The headman regained his vitality, not remembering what had happened to him; and after the afternoon prayer, he gathered them at the mosque, asking them: “Who intends to accompany us to perform the ritual of our Lord, so we can tie the promise with the truck driver and give him a down payment?” While they were in the process of taking and giving, the (scholar) withdrew, repeating that only the strong or the cunning can perform Hajj. The one who followed him said: “No one is stronger than you, O our scholar.” He replied: “Nor more cunning than you, O rooster,” and they exchanged jibes. The headman stood up and said: “Upon you, God is the Greatest, and upon the people, be pleased;” he turned to the scholar, saying: “You can’t escape the call to Hajj unless you have a companion, O Talhan; you’ll sit sewing and cleaning and applying oil to the gourd.” He replied: “How can I perform Hajj, O headman, with my poverty?” He added: “People are tribal and seasonal in autumn, and everyone needs their homeland, and something is more important than something else; I’ll sit and mark my homeland for my departure.” They shouted in the shade, and those inside the mosque disagreed about the division: some said: “We’ll pay one riyal each, and each one will take care of their own share,” and others said: “We’ll divide from five, and the share will be communal.” The headman said: “You know; from one to another, from here to the next night until the living one lives, we’ll gather and then we’ll gather at the House of God.”
The headman opened the door and wrapped himself in his cloak, leaning the wooden ladder against a stone wall that separated his house from his neighbor, the truck driver (Shamsan). When he climbed onto the roof, he secured the ladder behind him so that the children wouldn’t climb it and risk falling, as there was no place to descend from. He reached for a conical-shaped step and turned left before the opening that sloped down to the courtyard of the mosque. He knocked on the door, and the homeowner answered; he said: “Shaddad, the one with two ropes.” She had wrapped a white scarf around her head and covered her face with its edge, calling to her husband: “Get up; get up; the headman is at the door.” He replied in a Makawi accent: “I’ll go soak the drum for him, to open the door to the upper room, so I can hide my bucket and fold my rope; your headman is a critic.”
She pulled the latch and opened the door, and the lady welcomed him warmly. The headman was observant and bold, saying: “Whoever welcomes me, I will treat.” She replied: “You’ll be treated to boiled eggs, mixed millet, and blended milk.” He took a sip from the milk bowl, but he didn’t like the taste, and she said: “It’s goat and sheep milk.” He nodded and said to her: “Your face shines as if it’s smeared with the hump of a camel, and if I’m the son of my father, then the father of the Iraqi is the one who rode yesterday.” She smiled and lowered her head.

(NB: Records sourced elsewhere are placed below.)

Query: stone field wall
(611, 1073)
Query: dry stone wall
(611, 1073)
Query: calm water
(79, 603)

Shamsan approached with a towel on his head; his cloth wrapped around his waist, and his silver ring gleamed. He had a hidden dagger in a box adorned with velvet fabric, and he fixed his gaze on it, saying: “I knew about you, O headman, since I saw the (Qarma) twisted and gnawed. You’ve been wandering and roaming with the young she-camel.” He added: “Is it far that you parted ways yesterday?” He replied with a grin: “I’m shy of you, O headman, from the modesty of your mother, who is my father’s sister. Don’t accuse me of something I didn’t do.” He commented: “So what about that noise until nightfall? I didn’t sleep. You’ve got a dance next to my head like the dance of donkeys.” And to cut off the heavy response, he asked his wife to pour him a cup from the burnt kettle to moisten his throat, until he succeeds in his fortune. Shamsan said: “It doesn’t suit you to have more sweetness;” he took the cup with two gulps and handed it back to her, saying: “Add one more.” Shamsan replied: “It will fill you up from the fortune.” He said: “Let it fill me up,” and he didn’t let go of the cup until he had gulped three times, trying to remember why he came to his neighbor, but the attempt failed.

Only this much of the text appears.